Xerox back on target

31 Oct 2002

The business and accounting woes of Xerox Corporation have been well documented (no pun intended). But while the company has been busy getting its house in order, competitors in the market for office, specialist and production printing systems took advantage of the company’s travails to capture market share.

As a result, Xerox slipped from market dominance to holding only single digit share.

On celebrating the company’s 60th anniversary in Ireland, Xerox’s general manager, Joe Browne (pictured), has vowed to grow the printing business to 20-30pc market share within two years.

“We want our business back. We are taking it back. We invented it, we built it up. In many ways we forged innovation and then lost it, but we are going to grow from single digit to 20-30pc share within two years,” he says. “Our troubles are behind us and we are focused 100pc on market share and customers.”

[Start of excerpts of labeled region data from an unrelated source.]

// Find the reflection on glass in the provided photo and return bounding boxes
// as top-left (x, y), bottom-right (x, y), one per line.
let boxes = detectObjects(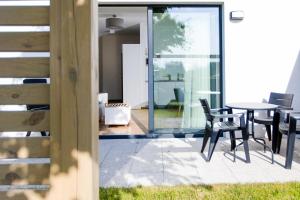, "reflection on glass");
top-left (153, 7), bottom-right (221, 132)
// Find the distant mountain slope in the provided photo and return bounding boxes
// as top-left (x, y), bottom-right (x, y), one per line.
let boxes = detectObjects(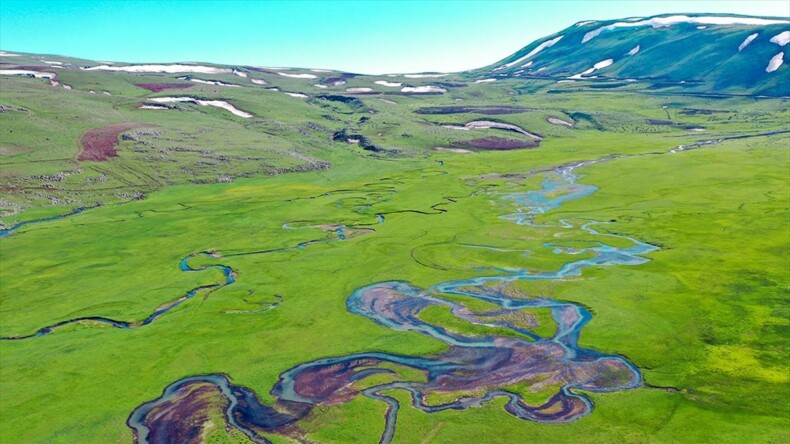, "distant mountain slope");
top-left (470, 14), bottom-right (790, 96)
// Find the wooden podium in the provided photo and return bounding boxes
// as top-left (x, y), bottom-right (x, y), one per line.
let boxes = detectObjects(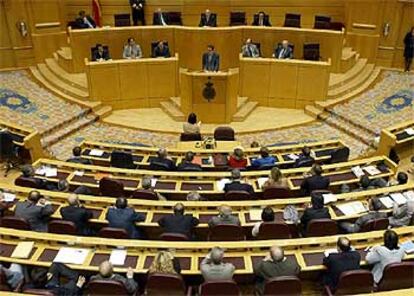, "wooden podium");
top-left (180, 69), bottom-right (239, 123)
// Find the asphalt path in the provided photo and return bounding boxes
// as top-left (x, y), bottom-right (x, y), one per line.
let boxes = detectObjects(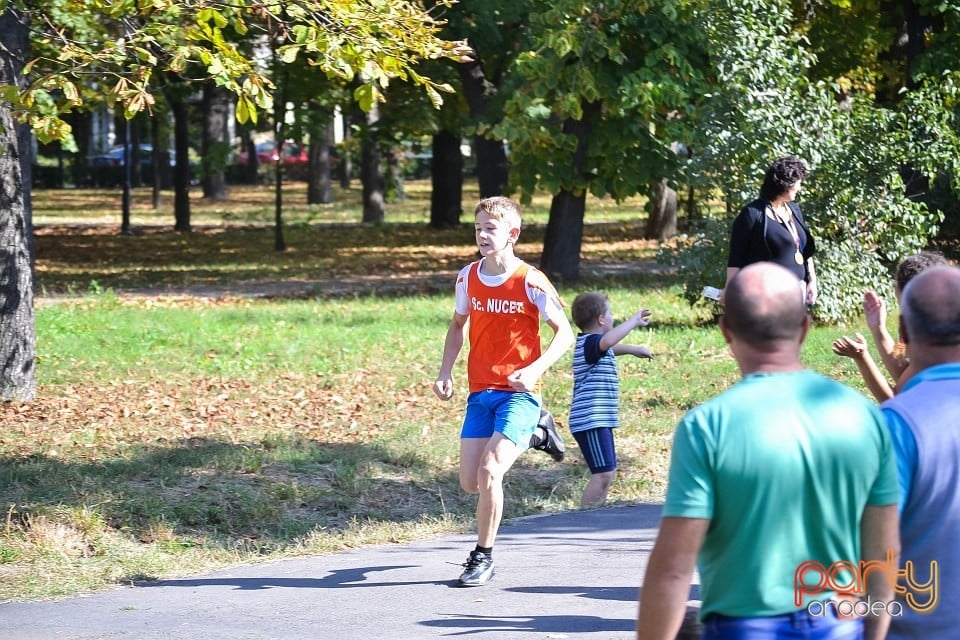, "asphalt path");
top-left (0, 504), bottom-right (698, 640)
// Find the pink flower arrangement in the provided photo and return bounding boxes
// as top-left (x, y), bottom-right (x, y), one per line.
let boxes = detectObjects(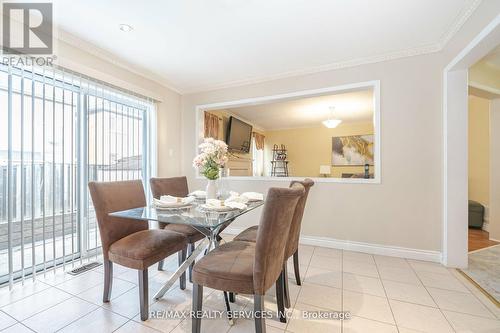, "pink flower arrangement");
top-left (193, 138), bottom-right (228, 180)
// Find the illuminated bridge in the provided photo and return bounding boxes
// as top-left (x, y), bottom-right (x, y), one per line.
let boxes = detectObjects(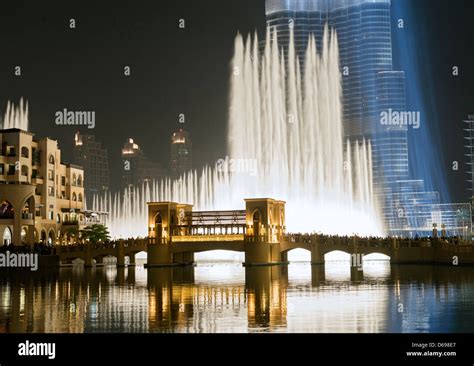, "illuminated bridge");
top-left (57, 198), bottom-right (474, 267)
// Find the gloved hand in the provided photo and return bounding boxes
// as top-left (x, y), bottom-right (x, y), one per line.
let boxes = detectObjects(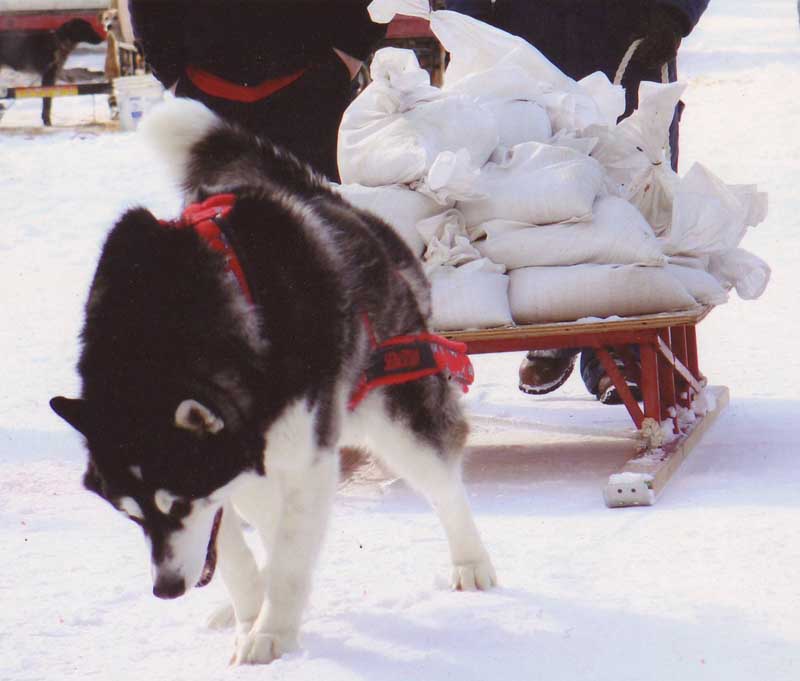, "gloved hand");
top-left (633, 4), bottom-right (688, 68)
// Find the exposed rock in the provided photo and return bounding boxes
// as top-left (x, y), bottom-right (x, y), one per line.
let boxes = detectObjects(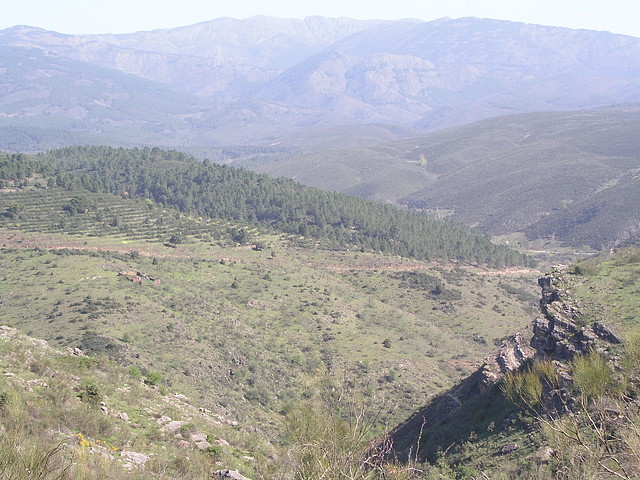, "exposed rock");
top-left (120, 451), bottom-right (151, 466)
top-left (525, 447), bottom-right (556, 463)
top-left (160, 420), bottom-right (189, 433)
top-left (213, 470), bottom-right (250, 480)
top-left (390, 269), bottom-right (620, 458)
top-left (189, 432), bottom-right (207, 442)
top-left (500, 443), bottom-right (518, 455)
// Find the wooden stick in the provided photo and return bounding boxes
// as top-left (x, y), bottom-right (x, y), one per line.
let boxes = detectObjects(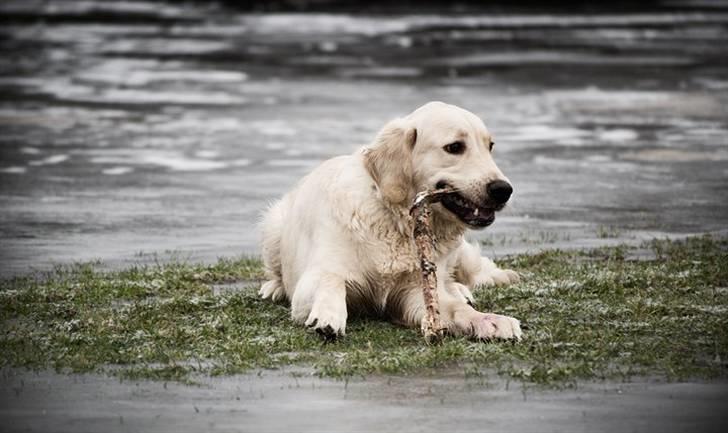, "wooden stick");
top-left (410, 188), bottom-right (452, 343)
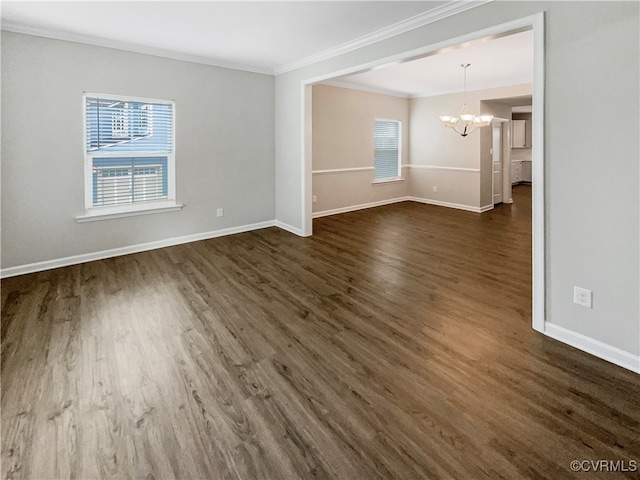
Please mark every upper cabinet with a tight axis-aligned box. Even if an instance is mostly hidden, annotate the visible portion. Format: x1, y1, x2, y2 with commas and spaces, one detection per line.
511, 120, 527, 148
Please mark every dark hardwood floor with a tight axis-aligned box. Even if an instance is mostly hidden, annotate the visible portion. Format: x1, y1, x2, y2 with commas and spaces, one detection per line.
2, 186, 640, 480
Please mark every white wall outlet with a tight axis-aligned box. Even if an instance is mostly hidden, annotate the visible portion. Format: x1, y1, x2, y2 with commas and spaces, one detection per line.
573, 286, 592, 308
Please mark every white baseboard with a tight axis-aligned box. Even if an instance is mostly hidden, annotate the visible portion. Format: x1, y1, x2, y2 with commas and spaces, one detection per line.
544, 322, 640, 373
0, 220, 278, 278
274, 220, 305, 237
407, 197, 484, 213
480, 204, 493, 213
313, 197, 409, 218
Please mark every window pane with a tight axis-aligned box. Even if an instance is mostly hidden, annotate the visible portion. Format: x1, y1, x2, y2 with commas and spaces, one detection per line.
92, 157, 168, 207
374, 120, 400, 180
86, 97, 173, 155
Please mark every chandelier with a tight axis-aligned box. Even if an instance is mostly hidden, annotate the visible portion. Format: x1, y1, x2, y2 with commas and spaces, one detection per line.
439, 63, 493, 137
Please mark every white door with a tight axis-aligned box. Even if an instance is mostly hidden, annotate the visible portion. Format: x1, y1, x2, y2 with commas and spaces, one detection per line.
491, 122, 503, 205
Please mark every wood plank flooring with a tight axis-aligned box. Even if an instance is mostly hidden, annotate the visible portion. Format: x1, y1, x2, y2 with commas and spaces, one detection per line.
1, 186, 640, 480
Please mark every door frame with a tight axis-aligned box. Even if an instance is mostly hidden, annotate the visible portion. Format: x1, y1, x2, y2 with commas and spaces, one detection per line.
300, 12, 546, 332
491, 117, 513, 206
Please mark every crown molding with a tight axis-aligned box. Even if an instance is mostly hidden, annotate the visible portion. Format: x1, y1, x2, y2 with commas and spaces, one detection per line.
2, 20, 273, 75
273, 0, 493, 75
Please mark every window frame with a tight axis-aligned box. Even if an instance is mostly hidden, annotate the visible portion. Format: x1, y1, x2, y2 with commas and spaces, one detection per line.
371, 117, 404, 185
76, 92, 183, 223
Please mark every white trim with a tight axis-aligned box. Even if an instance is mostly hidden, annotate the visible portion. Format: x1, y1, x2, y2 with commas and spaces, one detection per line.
313, 197, 409, 218
407, 197, 493, 213
406, 163, 480, 173
76, 204, 184, 223
311, 167, 375, 175
0, 220, 282, 278
543, 322, 640, 373
531, 12, 546, 331
2, 20, 273, 75
273, 220, 308, 237
273, 0, 491, 75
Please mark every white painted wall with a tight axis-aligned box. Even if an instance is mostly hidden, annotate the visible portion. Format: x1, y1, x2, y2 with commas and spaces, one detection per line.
276, 2, 640, 356
1, 32, 275, 269
312, 85, 409, 213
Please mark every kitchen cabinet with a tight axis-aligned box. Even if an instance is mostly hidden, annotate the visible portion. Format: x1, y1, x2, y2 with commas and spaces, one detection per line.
511, 160, 522, 184
521, 160, 531, 182
511, 120, 527, 148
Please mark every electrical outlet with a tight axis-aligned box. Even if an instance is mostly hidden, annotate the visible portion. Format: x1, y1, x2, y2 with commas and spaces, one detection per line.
573, 286, 592, 308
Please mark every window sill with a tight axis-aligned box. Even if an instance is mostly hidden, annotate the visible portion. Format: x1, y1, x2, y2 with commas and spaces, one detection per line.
371, 177, 404, 185
76, 202, 184, 223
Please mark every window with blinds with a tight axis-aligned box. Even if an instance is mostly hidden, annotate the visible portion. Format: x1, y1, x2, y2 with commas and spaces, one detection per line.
84, 94, 175, 210
373, 119, 401, 180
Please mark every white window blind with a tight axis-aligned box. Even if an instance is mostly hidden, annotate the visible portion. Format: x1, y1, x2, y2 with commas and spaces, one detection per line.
373, 120, 400, 180
85, 94, 175, 208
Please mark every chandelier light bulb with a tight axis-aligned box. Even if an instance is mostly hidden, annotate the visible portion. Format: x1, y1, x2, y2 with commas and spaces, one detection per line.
439, 63, 493, 137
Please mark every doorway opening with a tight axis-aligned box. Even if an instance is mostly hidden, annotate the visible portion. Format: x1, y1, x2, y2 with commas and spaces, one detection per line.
301, 13, 545, 332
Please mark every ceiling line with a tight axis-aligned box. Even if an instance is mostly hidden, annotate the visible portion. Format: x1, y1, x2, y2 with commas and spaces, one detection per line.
274, 0, 493, 75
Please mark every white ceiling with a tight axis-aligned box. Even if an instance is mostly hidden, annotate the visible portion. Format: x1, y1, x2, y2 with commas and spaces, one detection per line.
326, 30, 533, 97
2, 0, 488, 74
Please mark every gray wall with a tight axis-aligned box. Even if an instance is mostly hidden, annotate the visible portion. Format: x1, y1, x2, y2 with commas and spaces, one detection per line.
276, 2, 640, 355
1, 32, 275, 268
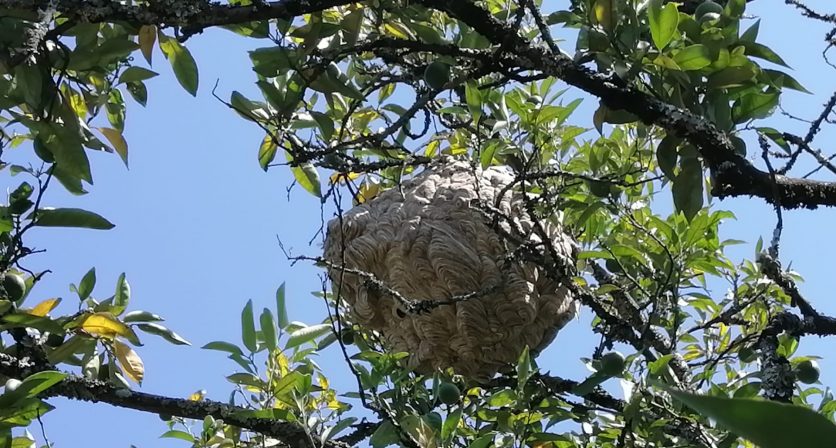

Browne heads up Xerox’s 2,000-strong workforce in Dublin and Dundalk, which is spread across manufacturing, tech support, financial services, treasury and corporate governance roles. He explains that the company’s printing business — which was spread between office, production and specialist printing — was typically managed on a direct model, but has been restructured with the introduction of a dedicated group of distributors and corporate resellers.

“Our market share was reduced to single digits. We had no competitive offering and basically hadn’t gone to market in a competitive and meaningful way. While we got our house in order financially, on a business capture basis we were complacent.

“Our road-show strategy [entitled Extreme] will change as we introduce new printer lines and services to the market. We have refocused on innovation and recently secured our 15,000th patent,” Browne says.

He admits that losing the battle on business and innovation was hard to swallow for the company that invented the world’s first printer, computer icon and mouse.

“The restructuring of our sales and marketing efforts will mean definite changes for our direct sales organisation, but changes for the best. These people will be able to focus on demand generation and account and channel management.

“There will be further changes in the coming quarters, as we strive to take Xerox back to where it should have been”, Browne says.